The ICCT recently released a new consultant report looking at the costs of transitioning to ultra-low sulfur fuels (ULSF) in India and other countries. Two important issues came up during a webinar on key findings of the report: one about sulfur’s role as a lubricant, and another about the amount of diesel being transitioned to ultra-low sulfur diesel (ULSD).

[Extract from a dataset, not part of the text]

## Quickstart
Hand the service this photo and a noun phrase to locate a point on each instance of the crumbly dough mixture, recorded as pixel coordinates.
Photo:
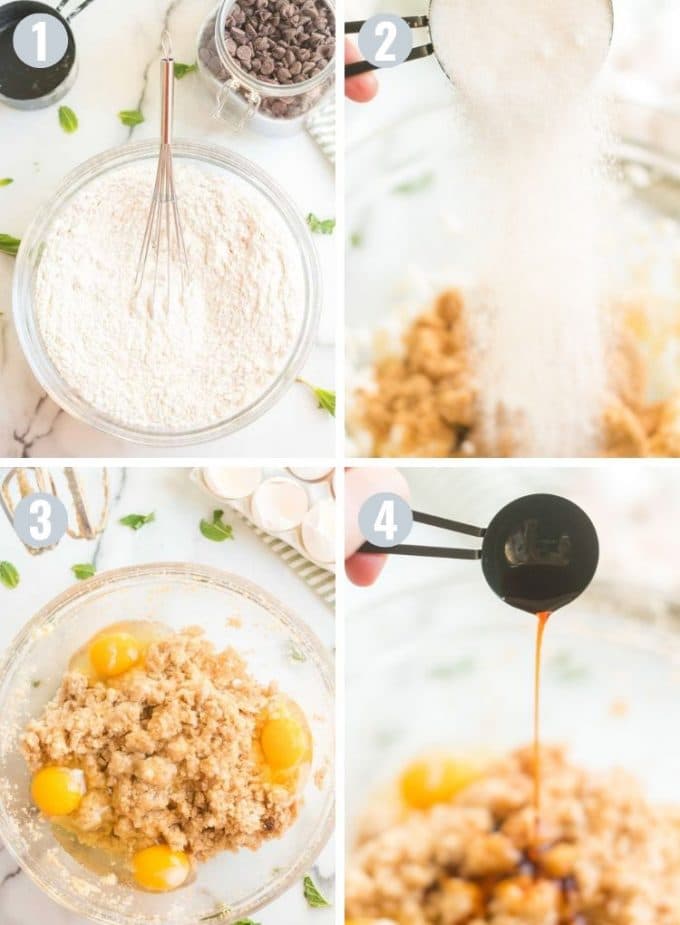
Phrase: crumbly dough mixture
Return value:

Concerning the first, someone asked if ULSD would reduce diesel lubricity. And what would the costs of that be? To get some answers, we turned to the Chevron Diesel Fuels Technical Review. As it turns out, producing ULSD will reduce fuel lubricity, but not necessarily because of the low sulfur content. For example, biodiesels usually have good lubricity, while containing no sulfur or aromatics. More important than sulfur content is the process of hydrotreating, which is likely the option India will choose to produce ULSD. Heavy hydrotreating reduces fuel lubricity, and indeed problems occurred because of this in Sweden in the early 1990s.

But this issue has since been resolved, thanks to a number of available fuel lubricity additives. Often, these additives also help prevent wear of fuel pumps and injectors too. Mono-acid additives are the most effective, requiring addition at low levels, while amide and ester additives need to be mixed in at slightly higher levels. Whichever additive a fuel refiner chooses, the main point is that they can restore fuel lubricity to necessary legal levels without compromising vehicle emissions. More important is assuring lubricity additives are effective. The good news here is that India already mandates the recommended test (ISO 12156-1) that ensures that the lubricity of fuel supplied in the market meets a minimum benchmark. Costwise, the US Energy Information Administration (EIA) estimated the cost of adding lubricants to be 0.053¢ (Rs. 0.026) per liter in the US—very inexpensive.

With respect to the second issue, the ICCT consultant report also stated that only on-road diesel was considered, meaning diesel used for other applications (industry, agriculture, etc.) would not be evaluated. Nevertheless, a closer look at the numbers reveals the modeling for India actually involves other diesel applications, as well as discussed below.

The report estimates total demand for diesel (including on-road, industry, agriculture, etc.) in 2010 was 1,250 thousand barrels per day. This is close to the 1,188 thousand barrels per day of diesel consumed that India’s Petroleum Planning and Analysis Cell (PPAC) reported for the 2010–2011 fiscal year. But when calculating costs for producing ULSD, the report did so for a diesel refining capacity of 1,363 thousand barrels per day, well above total current demand. The same can be said for the year 2015. Demand is expected to rise to 1,568 thousand barrels per day, but cost calculations were conducted for over 2,000 thousand barrels per day of diesel throughput.

All this means the ICCT consultant report is actually assuming all diesel production in India (save, possibly, some exports) is being transitioned to ULSD. Hence, the cost of transitioning only the on-road portion (currently roughly half of total diesel use) would be significantly less.